LE THÉÂTRE
« L’Oiseau vert », le conte délirant de Carlo Gozzi, est repris dans l’éblouissante mise en scène de Laurent Pelly et Agathe Mélinand.
de Philippe Tesson
On ne peut pas parler normalement de L’Oiseau vert de Carlo Gozzi avec les mots habituels qu’on emploie pour le théâtre. Pour l’auteur, c’était une « fable philosophique ». Certes, mais c’est si restrictif ! De même que de ranger la pièce dans la commedia dell’arte. Par moments, et à certains égards, oui, mais l’invention en plus et les masques en moins. Une farce ? C’est insuffisant. Le seul langage qui convienne à cette oeuvremonstre, c’est celui de la féerie. Le vocabulaire du merveilleux et du fantastique. La référence à Shakespeare est ici légitime, pour ce qui est de l’audace dans l’esprit de liberté. Non pas en revanche pour ce qui appartient au génie tragique ni lyrique, mais pour ce qui relève du génie comique, et particulièrement de l’humour.
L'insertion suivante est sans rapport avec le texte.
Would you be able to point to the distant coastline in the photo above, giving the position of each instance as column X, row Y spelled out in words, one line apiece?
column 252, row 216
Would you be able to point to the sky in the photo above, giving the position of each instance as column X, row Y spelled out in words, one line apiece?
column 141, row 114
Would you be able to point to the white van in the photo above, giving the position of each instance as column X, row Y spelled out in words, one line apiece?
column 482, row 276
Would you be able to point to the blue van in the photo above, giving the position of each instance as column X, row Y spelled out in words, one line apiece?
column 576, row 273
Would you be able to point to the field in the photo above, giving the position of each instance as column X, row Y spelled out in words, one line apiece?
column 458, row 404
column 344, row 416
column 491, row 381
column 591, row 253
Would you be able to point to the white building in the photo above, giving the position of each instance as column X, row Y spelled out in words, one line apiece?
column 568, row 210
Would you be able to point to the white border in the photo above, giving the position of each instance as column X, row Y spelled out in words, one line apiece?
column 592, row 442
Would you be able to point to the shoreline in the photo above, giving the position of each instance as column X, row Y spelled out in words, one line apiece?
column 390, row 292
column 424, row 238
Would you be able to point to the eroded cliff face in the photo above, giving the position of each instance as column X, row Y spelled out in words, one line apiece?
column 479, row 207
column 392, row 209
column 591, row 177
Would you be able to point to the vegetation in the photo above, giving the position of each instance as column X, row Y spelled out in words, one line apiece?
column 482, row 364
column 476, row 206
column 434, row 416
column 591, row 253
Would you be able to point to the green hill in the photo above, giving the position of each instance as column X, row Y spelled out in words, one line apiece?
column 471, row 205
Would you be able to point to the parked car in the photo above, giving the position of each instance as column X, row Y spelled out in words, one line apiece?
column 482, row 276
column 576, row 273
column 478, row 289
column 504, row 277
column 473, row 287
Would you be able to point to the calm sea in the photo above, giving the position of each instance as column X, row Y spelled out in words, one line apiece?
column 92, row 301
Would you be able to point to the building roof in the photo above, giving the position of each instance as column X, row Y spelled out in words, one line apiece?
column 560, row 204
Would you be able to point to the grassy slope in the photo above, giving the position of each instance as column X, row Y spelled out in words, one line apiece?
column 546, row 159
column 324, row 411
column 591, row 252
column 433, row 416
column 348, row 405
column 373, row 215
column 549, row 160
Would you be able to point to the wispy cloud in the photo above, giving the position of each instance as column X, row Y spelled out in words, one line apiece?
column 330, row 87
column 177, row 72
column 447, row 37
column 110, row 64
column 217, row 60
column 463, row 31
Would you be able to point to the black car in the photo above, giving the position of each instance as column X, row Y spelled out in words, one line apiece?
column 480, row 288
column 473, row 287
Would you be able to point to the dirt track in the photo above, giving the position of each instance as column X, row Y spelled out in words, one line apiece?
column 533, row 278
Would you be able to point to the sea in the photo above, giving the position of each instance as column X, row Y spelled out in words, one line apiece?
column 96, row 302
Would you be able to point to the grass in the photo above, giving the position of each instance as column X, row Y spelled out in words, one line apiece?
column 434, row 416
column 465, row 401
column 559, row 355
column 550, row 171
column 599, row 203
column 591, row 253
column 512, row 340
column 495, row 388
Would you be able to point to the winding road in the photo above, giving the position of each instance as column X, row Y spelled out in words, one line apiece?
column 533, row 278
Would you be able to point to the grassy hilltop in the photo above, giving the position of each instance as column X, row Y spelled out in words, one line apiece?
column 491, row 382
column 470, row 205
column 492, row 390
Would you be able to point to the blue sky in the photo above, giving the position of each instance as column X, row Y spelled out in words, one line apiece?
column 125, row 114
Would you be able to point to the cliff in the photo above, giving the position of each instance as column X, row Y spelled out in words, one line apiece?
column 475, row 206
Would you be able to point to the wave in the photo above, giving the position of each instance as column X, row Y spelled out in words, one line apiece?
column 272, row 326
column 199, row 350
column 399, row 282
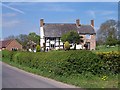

Jusqu’où iront-ils dans l’audace, dans la provocation, dans l’indécence, même ? Gozzi, contrairement à Shakespeare, n’a ni vision du monde ni vision de l’homme. Ce qu’ils ont en commun, c’est une faconde, une inventivité, une générosité insatiables. Chez l’un et chez l’autre dans l’écriture. Et chez Gozzi de surcroît dans le rapport à l’image. Là est son immense génie. Dans la puissance et la richesse de son imaginaire scénique. Il est l’architecte, l’inventeur, le démiurge d’un monde fantastique, irréel, merveilleux, où l’intelligence et la beauté se marient dans une liberté totale vis-à-vis de toutes les catégories intellectuelles et théâtrales.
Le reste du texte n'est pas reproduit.